Having had her case overturned by the Court of Appeal in 2002 and faced with paying for the Daily Mirror's legal costs, Naomi Campbell has this week returned to court in a bid to persuade the House of Lords that the paper did in fact breach her privacy.
What's all the fuss about?
The Dialy Mirror ran a story about Campbell having attended a narcotics anonymous session. Campbell had previously denied doing drugs and denounced their use so when a picture landed on Piers Morgan's desk of her coming out of a narcotics anonymous meeting that was just too good an opportunity to miss.
What the Mirror says:
The story and picture prove Campbell lied about drugs and given her prominence as a public figure and charity work it is in the public interest (or, the public has a right to know) that she has been lying about drug use.
What Campbell says:
This was a gross intrusion into her private life - and therefore privacy and confidentiality - she should be allowed to attend such meetings in private and not have people know about them. The paper should not use what her QC Andrew Caldecott described as a 'candid camera' stunt and have used the picture which clearly shows where the meeting took place. Instead she should have been asked by the photographer if she minded having her picture taken and she might have said she would prefer the picture to be taken further along the road so it was not outside the narcotics anonymous meeting place - get real! - if this was how celebrity or news photographers got their pictures our papers would be much emptier and more boring.
What the court ruled first time round:
In the High Court Mr Justice Morland had ruled that in publishing the photograph and details of her treatment the Mirror had not just breached her confidentiality but also breached the Data Protection Act. She was originally awarded damages of £3,500.
What the Court of Appeal decided:
The court was not prepared to recognise her privacy in this way and saw the story as a legitimate news exposee of the fact she had lied about taking drugs. The use of the photograph and story was evidence of that and its publication was in the public interest. She was denied her damages and left with a massive legal bill.
The case before the House of Lords:
Campbell is trying to persuade the Lords that her privacy was indeed breached and that although one may be in the public eye or pass through public places en route to somewhere private that does not mean that the media should be allowed to intrude or report on matters that are confidential or 'essentially private in nature'. Her counsel Andrew Caldecott QC is therefore trying to move the case from the public interest point that she lied about drugs and the story was justified to the wider privacy issue that even though there may have been a legitimate news story the photograph of her coming out of the meeting went too far and was a breach of privacy.
This raises a number of interesting issues. Looking at privacy along defamation lines there was truth in the Mirror's story and the photograph was a necessary part of evidence to prove this. Looking at privacy from a breach of confidence or European Convention rights point of view - Campbell lied about drugs in public so such protection as should notionally be offered her in relation to confidentiality or privacy could be offset against the public interest in knowing she lied - in other words her notional right to privacy had been forfeited by virtue of her publicly lying.
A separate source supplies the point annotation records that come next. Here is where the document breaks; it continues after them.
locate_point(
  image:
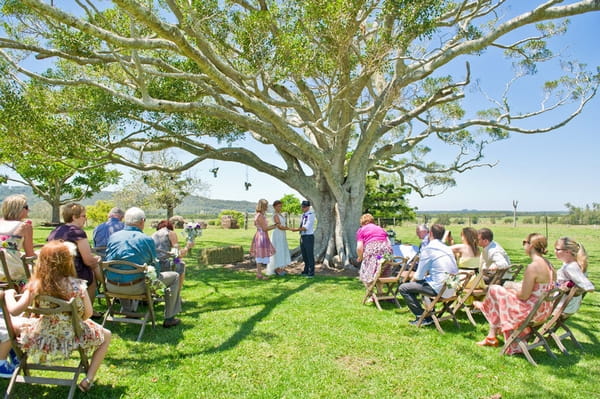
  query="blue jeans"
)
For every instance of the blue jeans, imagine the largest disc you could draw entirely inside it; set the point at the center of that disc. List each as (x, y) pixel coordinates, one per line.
(409, 292)
(307, 246)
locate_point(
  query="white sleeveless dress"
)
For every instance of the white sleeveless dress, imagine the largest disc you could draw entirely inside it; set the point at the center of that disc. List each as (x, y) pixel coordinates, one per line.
(282, 255)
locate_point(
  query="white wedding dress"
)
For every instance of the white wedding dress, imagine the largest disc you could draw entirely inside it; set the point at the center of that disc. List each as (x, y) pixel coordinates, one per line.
(282, 251)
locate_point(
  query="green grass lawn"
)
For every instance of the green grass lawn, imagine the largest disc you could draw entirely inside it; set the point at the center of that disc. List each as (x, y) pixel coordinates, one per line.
(293, 337)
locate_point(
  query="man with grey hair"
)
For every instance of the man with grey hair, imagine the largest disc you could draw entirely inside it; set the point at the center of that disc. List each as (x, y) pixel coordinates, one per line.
(133, 245)
(103, 231)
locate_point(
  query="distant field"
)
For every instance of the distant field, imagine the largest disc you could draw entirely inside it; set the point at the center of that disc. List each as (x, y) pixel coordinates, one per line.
(509, 237)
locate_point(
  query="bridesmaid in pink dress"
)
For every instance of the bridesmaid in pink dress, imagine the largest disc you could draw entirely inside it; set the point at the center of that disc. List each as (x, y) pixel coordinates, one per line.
(505, 307)
(261, 247)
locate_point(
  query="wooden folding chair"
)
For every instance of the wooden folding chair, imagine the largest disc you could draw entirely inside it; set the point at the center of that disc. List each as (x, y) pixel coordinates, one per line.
(120, 316)
(10, 281)
(46, 373)
(557, 322)
(477, 290)
(386, 288)
(445, 312)
(528, 330)
(28, 264)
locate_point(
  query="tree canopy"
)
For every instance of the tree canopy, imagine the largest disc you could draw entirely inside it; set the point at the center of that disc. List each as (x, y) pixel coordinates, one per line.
(335, 88)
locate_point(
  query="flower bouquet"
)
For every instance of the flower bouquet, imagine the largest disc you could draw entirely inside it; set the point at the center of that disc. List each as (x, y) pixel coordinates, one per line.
(453, 281)
(156, 286)
(6, 243)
Looking at privacy from a purely human rights view - the UK Human Rights Act provides that public bodies must have regard to the European Convention - so protection of privacy under Article 8 is only provided for in UK law insofar as public bodies are concerned and does not extend to commercial newspapers.
Campbell is also arguing that the story and photograph was likely to deter her from attending further sessions as she may be 'inhibited'. Others attending may also have cause for complaint as they do not wish their anonymity to be compromised by her presence or publicity.
It would be trite to argue that the original story in the Mirror was not a legitimate news story and a good scoop or exposee about the fact Campbell had lied in relation to drugs. The question the House of Lords will have to decide is whether the manner in which that story was revealed or reported was such as to amount to a breach of confidence or invasion or privacy. To follow Andrew Caldecott's argument that the photographer should not have shot a covert snap but asked Campbell if she minded so she could go up the road for an impromptu picture would be unrealistic - the photo was a vital part of the story as it showed Campbell in situ and therefore backed up the story.
There is a big and fundamental difference between not being happy that the fact you take drugs and have lied about taking them and have now been caught on camera coming out of a narcotic anonymous meeting and the suggestion that this was a gross and unwarranted intrusion into Naomi Campbell's privacy.
Celebrity or not we all have a private life and hope to enjoy a reasonable expectation as to privacy.
What the House of Lords have to decide is whether 1: they are willing to accept that there is a right of privacy in the first place that the courts are willing to accept (there has been much judicial resistance to this recently in cases such as Peck or Wainwright)
2: those in the public eye can expect the same level of privacy
3: whether privacy can be forfeited through their own actions (as was decided by the Court of Appeal.
Whatever the outcome it will hopefully help clarify whether privacy is to be recognised as a stand alone right or whether the courts are still only prepared to find constructs such as breach of confidence or data protection inot which to parcel the legal treatment of privacy issues.